Michael Connelly’s best-selling book “The Lincoln Lawyer” is getting its silver screen debut March 18 and stars Matthew McConaughey, Ryan Phillippe, William H. Macy, and Marisa Tomei.
McConaughey stars as the lawyer who operates his office out of his Lincoln while driving from courthouse to courthouse.
This is only one of a few book-to- film adaptations that will be opening in theaters this spring.
Charlotte Bronte’s “Jane Eyre” is also getting the film treatment, along with Sara Gruen’s novel “Water for Elephants,” in a film adaptation starring Robert Pattinson and Reese Witherspoon.
It’s great to see some of our favorite books adapted to the big screen, but is there anything original out today? And how many of these adaptations actually live up to their source material?
My answer is not very many.
With the exceptions of “Gone With the Wind,” “The Godfather,” “Lord of the Rings,” “Wizard of Oz,” and “To Kill a Mockingbird,” not many films live up to the material they were based off of.
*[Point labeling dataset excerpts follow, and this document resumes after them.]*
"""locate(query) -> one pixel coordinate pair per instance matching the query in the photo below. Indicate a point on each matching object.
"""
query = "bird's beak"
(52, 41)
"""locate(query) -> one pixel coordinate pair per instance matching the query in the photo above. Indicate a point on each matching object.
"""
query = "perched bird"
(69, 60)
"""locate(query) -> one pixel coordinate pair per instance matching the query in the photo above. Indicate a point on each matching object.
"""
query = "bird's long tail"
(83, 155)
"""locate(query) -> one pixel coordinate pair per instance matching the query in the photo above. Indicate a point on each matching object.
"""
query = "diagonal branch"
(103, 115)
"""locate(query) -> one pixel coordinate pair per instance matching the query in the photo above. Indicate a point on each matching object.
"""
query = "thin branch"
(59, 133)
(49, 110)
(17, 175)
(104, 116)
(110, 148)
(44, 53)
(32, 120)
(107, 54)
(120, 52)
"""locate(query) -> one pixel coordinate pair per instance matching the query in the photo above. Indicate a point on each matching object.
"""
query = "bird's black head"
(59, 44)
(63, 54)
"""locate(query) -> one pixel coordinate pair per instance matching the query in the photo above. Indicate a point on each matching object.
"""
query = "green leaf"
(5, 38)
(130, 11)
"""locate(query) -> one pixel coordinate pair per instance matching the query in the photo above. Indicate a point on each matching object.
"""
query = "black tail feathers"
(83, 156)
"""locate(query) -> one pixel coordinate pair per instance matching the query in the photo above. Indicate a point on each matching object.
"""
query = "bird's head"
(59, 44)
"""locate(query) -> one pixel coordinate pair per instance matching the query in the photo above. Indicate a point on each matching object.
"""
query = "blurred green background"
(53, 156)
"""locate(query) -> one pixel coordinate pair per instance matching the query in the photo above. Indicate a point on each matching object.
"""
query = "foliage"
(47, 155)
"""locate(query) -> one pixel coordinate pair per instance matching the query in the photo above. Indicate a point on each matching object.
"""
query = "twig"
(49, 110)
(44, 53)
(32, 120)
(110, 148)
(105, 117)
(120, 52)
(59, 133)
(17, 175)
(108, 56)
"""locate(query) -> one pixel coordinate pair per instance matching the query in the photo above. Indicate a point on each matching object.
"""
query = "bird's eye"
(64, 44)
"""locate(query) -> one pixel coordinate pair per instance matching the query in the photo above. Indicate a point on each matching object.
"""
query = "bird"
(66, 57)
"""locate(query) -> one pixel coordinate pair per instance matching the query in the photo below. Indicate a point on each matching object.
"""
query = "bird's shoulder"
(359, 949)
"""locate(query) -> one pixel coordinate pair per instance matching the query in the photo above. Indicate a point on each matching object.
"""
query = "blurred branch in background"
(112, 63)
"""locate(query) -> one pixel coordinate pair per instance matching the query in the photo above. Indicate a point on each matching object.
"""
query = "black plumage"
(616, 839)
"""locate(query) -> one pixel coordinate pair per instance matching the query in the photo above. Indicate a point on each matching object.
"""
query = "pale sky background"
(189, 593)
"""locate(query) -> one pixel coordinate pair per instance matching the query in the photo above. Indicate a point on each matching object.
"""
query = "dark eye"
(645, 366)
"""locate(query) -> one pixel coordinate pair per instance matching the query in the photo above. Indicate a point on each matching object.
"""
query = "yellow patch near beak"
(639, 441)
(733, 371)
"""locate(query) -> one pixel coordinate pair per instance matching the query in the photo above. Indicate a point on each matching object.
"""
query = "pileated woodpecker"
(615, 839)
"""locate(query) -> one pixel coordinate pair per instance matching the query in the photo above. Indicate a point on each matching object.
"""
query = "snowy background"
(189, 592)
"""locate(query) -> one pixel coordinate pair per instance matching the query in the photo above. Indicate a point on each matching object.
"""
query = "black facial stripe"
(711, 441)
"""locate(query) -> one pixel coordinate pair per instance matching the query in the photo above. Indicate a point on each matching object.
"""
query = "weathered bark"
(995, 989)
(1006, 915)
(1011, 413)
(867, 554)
Is it really impossible to come up with something original?
Hollywood studios churn out a litany of adaptations, remakes, and sequels a year without finding a single gem in the lot. Another example is Universal Studios, who has recently green lit a reboot of the Spider-man series.
The very first one came out in 2002, only nine years ago, and the Marvel comic super hero is already getting another remake, starring “The Social Network’s” Andy Garfield.
According to boxofficemojo.com, a site that tracks the amount of money films gross a year, in 2010, only two entries in the top ten grossing films a year were actually original works.
These were Chris Nolan’s mind-bending summer blockbuster “Inception,” and the animated children’s comedy “Despicable Me.” The rest of the money makers in 2010 consisted of: “Toy Story 3,” “Alice in Wonderland” based off of Lewis Carroll’s tale, “Iron Man 2” from the Marvel comic. Also included in this list is “The Twilight Saga: Eclipse” from Stephanie Meyer’s international best-seller, “Harry Potter 7: The Deathly Hallows Part I,” “Shrek Forever After,” the fourth sequel in the series. The last two entries in this list includes “How to Train Your Dragon,” penned by the author Cressida Cowell, and Disney’s “Tangled,” based off of the fairytale by the Grimm brothers.
From this group of ten, two are works of complete originality, seven are adaptations of some type of written work, and the last one, “Shrek Forever After,” is another unnecessary Hollywood sequel.
The future looks bleak for original, fresh stories from Hollywood directors and screenwriters, but there is hope. If anything, the $292 million dollars garnered by “Inception” shows us that a film can both be intellectually stimulating and a box office smash.
It’s sad that the film industry, while remaining an industry, has lost touch with the art form of cinema and little movies each year truly strive to break from the conventions of cinema. Year after year, we’re spoon-fed the same exact romantic-comedy, where the boy and girl meet, they chase after each other, experience some sort of misunderstanding, but get together in the end. Films are only being made now to make money, not because they’re art or because a story needs to be told or seen.
“Inception” showed us that films can still be entertaining, make money, and be wholly original all at once.
It was filmmaker Stanley Kubrick who directed films such as “A Clockwork Orange,” and “Eyes Wide Shut” who said, “A film is—or should be—more like music than like fiction,” he said.
“It should be a progression of moods and feelings. The theme, what’s behind the emotion, the meaning, all that comes later.”
If filmmakers are truly masters of the art form, they would heed Kubrick’s advice because I’m begging.
Give the audience something they’re not going to regret like the ten dollars spent on the admission ticket or the ubiquitous stomachache from all the eaten popcorn and candy afterwards.
Give the audience something original, creative, and worthwhile.